En plus de leur président, les Sierra-Léonais ont aussi voté samedi pour élire leur Parlement et les conseils locaux, des scrutins marqués par des retards dans le début du vote.
- "Un des meilleurs jours d'élection" -
Plusieurs bureaux ont également fermé tard samedi, certains à 23H30 (locales et GMT), a dit le président de la commission électorale Mohamed Konneh lors d'une conférence de presse dimanche.
Dimanche soir, la mission d'observation électorale de l'Union européenne a dit être "préoccupée" par le "décompte en cours", appelant à une "transparence complète". Même son de cloche du côté de la fondation Carter, inquiète à propos de "signalements indiquant un manque de transparence" lors du dépouillement.
Pour le chef de la commission électorale, samedi a été "un des meilleurs jours d'élection" dans le passé récent de la Sierra Leone "s'il n'est pas le meilleur".

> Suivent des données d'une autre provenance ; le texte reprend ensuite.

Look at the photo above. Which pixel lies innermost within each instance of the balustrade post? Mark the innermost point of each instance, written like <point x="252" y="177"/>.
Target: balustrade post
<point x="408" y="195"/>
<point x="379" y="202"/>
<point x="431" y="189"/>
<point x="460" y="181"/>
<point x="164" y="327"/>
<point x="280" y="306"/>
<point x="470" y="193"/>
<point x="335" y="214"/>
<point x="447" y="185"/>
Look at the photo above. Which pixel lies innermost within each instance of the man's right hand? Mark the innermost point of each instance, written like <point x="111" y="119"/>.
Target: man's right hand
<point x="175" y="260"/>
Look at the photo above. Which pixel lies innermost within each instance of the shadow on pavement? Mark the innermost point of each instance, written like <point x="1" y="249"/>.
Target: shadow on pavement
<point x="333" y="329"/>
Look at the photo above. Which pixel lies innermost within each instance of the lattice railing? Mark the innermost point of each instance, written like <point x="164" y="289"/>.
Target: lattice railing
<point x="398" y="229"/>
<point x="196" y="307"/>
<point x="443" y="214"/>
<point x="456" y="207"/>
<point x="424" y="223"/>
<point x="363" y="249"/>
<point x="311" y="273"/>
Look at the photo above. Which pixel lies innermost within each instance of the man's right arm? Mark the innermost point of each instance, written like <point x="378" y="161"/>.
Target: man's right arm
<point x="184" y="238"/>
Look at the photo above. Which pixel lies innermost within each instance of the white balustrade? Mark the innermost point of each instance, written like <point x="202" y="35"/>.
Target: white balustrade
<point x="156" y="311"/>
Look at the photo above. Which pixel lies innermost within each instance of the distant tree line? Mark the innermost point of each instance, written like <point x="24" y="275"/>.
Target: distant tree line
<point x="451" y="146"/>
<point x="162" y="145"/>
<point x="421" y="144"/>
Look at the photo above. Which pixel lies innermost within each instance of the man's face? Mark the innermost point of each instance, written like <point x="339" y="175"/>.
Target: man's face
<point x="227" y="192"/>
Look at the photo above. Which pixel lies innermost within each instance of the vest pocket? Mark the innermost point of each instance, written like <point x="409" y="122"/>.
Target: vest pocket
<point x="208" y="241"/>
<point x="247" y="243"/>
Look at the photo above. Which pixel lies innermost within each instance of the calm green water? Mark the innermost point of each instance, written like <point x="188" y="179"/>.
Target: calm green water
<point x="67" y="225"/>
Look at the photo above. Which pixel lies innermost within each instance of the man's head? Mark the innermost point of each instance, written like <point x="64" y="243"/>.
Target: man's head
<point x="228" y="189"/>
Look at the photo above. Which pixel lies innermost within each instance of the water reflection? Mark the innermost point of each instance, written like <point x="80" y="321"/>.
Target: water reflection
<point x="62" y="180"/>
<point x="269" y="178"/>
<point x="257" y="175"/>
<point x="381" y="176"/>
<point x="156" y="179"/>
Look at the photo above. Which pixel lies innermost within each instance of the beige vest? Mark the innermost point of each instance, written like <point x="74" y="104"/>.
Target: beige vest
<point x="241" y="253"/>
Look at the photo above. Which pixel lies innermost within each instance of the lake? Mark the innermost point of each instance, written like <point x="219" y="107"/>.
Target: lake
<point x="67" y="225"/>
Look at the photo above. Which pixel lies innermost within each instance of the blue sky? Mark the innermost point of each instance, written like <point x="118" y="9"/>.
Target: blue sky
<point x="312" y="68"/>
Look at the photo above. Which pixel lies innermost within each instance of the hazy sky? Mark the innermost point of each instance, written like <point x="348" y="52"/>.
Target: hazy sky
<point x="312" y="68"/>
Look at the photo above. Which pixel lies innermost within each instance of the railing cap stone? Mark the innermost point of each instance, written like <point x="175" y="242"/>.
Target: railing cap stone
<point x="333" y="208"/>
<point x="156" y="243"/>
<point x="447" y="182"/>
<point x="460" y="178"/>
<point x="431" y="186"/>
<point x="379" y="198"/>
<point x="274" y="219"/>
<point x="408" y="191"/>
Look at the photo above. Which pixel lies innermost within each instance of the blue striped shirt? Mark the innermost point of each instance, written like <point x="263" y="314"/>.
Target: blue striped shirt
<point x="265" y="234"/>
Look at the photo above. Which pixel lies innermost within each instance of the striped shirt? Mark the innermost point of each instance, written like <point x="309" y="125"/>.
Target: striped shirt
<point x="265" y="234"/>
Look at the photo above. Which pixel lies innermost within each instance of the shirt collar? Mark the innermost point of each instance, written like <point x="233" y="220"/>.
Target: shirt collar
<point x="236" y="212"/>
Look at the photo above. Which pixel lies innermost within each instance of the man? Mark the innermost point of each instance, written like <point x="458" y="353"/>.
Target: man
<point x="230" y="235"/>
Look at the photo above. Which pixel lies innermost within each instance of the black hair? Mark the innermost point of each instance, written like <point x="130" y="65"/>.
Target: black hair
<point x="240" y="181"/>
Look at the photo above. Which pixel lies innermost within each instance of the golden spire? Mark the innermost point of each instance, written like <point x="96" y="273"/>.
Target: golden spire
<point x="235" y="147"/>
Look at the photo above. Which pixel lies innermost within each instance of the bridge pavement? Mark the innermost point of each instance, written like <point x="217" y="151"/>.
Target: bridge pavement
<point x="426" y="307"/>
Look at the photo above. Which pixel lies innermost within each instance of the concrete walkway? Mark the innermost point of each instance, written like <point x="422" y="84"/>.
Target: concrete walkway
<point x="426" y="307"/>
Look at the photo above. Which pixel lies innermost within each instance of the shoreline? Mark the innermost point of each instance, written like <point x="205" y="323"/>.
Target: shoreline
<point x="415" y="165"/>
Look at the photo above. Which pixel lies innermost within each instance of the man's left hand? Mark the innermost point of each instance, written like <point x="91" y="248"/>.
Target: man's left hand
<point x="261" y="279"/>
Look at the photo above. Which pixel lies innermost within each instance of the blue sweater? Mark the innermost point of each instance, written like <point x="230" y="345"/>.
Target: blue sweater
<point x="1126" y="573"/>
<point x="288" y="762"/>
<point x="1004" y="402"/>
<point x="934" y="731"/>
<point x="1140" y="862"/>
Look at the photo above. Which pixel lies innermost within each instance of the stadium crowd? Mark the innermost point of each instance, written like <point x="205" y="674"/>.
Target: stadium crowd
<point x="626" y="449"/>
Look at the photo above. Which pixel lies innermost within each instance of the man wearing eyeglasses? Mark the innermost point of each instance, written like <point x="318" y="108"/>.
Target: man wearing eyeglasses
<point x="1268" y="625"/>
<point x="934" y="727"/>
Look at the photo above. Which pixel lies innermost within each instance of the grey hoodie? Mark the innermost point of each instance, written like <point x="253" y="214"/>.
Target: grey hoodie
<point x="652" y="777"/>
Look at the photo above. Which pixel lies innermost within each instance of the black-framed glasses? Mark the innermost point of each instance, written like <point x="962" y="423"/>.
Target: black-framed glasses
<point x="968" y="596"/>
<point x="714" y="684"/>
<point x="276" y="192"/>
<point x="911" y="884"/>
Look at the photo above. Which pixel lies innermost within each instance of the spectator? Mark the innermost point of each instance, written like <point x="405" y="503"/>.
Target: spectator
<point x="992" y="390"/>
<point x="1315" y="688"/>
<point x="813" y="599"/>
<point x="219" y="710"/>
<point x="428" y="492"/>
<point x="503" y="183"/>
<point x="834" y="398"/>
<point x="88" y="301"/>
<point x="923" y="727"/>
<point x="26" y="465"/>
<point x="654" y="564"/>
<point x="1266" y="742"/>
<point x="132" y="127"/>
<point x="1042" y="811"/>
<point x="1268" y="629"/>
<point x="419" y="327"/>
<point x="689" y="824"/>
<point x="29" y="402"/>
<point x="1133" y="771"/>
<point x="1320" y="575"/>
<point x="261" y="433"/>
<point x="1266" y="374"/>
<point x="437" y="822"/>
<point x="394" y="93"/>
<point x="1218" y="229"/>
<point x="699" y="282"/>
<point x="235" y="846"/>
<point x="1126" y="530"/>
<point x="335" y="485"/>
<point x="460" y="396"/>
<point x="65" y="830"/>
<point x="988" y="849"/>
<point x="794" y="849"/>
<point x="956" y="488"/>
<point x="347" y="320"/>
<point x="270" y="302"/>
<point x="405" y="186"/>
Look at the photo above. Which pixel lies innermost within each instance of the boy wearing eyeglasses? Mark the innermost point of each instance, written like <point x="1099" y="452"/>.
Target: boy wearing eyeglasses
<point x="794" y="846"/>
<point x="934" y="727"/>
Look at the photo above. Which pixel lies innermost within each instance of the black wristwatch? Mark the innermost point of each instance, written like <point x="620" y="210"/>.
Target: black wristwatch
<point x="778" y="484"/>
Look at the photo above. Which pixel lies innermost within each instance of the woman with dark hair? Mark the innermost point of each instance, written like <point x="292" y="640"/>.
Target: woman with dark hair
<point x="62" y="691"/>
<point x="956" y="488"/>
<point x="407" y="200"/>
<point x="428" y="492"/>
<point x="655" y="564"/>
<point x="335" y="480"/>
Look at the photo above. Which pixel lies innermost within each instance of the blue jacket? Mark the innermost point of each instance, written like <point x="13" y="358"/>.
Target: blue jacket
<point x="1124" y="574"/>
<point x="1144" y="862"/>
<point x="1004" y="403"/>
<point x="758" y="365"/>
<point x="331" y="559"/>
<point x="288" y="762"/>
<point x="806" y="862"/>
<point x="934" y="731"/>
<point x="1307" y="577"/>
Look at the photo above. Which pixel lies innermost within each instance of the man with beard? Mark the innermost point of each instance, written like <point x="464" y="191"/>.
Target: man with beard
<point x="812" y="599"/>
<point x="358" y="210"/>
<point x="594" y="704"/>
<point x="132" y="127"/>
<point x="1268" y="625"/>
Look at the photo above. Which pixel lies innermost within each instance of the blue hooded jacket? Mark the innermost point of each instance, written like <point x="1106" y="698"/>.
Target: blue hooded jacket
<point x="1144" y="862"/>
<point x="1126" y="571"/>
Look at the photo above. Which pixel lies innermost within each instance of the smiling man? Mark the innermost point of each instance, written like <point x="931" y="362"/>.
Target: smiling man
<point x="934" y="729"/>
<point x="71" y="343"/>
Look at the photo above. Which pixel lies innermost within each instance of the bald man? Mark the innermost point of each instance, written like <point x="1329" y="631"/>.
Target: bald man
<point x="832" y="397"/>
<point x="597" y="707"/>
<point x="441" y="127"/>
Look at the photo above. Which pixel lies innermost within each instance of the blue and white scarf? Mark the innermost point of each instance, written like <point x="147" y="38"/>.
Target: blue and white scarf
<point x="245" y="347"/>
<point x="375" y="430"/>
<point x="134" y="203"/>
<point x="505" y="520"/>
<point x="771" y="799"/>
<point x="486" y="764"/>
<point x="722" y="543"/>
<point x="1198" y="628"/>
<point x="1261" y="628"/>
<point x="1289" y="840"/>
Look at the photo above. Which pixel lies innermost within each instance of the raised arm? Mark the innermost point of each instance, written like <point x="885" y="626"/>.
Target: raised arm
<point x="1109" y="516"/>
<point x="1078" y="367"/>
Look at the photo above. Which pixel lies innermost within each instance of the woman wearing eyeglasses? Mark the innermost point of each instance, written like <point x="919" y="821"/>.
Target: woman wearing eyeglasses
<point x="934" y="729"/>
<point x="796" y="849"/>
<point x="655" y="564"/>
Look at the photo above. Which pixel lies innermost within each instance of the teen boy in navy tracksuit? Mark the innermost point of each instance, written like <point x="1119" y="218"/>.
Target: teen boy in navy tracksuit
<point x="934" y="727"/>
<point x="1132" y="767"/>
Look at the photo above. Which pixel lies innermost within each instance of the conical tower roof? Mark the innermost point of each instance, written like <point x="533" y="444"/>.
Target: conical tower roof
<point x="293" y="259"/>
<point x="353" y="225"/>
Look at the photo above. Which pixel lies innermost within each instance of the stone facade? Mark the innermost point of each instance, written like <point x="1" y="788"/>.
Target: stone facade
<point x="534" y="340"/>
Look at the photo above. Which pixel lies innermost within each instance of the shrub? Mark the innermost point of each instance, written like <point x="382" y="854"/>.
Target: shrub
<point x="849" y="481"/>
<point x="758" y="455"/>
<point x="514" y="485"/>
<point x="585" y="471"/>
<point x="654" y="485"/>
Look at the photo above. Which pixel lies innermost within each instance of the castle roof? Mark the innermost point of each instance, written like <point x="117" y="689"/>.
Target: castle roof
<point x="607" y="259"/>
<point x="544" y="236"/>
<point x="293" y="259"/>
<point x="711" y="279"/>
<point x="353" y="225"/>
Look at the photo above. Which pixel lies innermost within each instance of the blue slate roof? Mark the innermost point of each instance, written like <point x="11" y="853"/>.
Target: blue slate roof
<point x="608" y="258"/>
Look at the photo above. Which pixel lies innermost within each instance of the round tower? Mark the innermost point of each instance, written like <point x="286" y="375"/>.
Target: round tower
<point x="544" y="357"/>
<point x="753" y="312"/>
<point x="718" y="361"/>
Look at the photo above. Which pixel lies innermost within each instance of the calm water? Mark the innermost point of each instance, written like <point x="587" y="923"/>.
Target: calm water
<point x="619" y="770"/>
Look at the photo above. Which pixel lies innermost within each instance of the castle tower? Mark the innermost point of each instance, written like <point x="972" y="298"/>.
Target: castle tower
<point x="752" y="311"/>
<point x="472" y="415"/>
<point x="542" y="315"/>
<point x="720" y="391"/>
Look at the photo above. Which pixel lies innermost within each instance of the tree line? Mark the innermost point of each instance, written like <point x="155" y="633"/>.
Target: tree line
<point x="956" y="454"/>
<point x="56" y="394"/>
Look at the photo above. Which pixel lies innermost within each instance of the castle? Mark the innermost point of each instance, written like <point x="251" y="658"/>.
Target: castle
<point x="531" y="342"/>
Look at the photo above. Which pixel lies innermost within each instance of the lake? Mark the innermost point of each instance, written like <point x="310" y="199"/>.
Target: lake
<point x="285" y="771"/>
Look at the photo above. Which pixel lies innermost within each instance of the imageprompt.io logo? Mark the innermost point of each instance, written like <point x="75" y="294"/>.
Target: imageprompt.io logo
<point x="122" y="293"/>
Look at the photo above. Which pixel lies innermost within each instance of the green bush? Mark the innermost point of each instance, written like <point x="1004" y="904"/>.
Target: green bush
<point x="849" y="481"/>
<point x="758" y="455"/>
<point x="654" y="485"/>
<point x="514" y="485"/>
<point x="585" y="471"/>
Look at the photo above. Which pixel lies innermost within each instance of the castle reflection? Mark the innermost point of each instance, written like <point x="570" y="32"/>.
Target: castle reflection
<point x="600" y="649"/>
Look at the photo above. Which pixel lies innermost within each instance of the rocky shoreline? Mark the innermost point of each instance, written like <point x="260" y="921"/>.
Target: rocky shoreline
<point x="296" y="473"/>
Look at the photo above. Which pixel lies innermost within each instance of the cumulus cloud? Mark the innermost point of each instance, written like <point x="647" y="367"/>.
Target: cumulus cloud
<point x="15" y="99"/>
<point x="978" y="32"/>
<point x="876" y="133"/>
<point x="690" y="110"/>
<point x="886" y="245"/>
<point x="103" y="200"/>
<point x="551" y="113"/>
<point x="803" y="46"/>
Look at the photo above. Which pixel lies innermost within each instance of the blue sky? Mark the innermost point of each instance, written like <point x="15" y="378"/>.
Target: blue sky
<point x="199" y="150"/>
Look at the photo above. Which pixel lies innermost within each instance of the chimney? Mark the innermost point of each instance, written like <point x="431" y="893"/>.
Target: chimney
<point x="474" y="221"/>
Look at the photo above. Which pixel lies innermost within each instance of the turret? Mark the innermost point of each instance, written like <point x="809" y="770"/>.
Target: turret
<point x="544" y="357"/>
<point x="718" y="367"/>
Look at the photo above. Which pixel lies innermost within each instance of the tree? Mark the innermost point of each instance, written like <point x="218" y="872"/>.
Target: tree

Le réseau ouest-africain pour la construction de la paix, un autre groupe d'observateurs, a affirmé samedi que le vote a été "relativement pacifique", reprenant un constat similaire de la commission électorale.
La commission a toutefois indiqué samedi que des agents électoraux ont été attaqués par des inconnus dans certaines zones. Le parti de M. Bio a accusé de "hauts responsables" de l'APC d'avoir attaqué ses représentants électoraux.
Des responsables de l'APC ont à leur tour affirmé que des violences ont eu lieu dans plusieurs centres de vote samedi soir à Freetown et ses membres attaqués dans des zones rurales.
Un responsable national de la sécurité, Abdulai Caulker, a affirmé n'être pas au courant de tels incidents.
La cherté de la vie est la préoccupation commune à une très grande majorité de Sierra-Léonais. Les prix de produits de base comme le riz sont montés en flèche. L'inflation était en mars de 41,5% sur un an, dans ce pays ouest-africain de huit millions d'habitants.
La Sierra Leone, l'un des pays les plus pauvres de la planète, a été ces dernières années durement touchée par le Covid-19 puis la guerre en Ukraine.
L'ancienne colonie britannique peinait déjà à se remettre d'une guerre civile sanglante (1991-2002) et de l'épidémie d'Ebola (2014-2016).
L'inflation et l'exaspération à l'encontre du gouvernement ont provoqué en août 2022 des émeutes qui ont causé la mort de 27 civils et six policiers.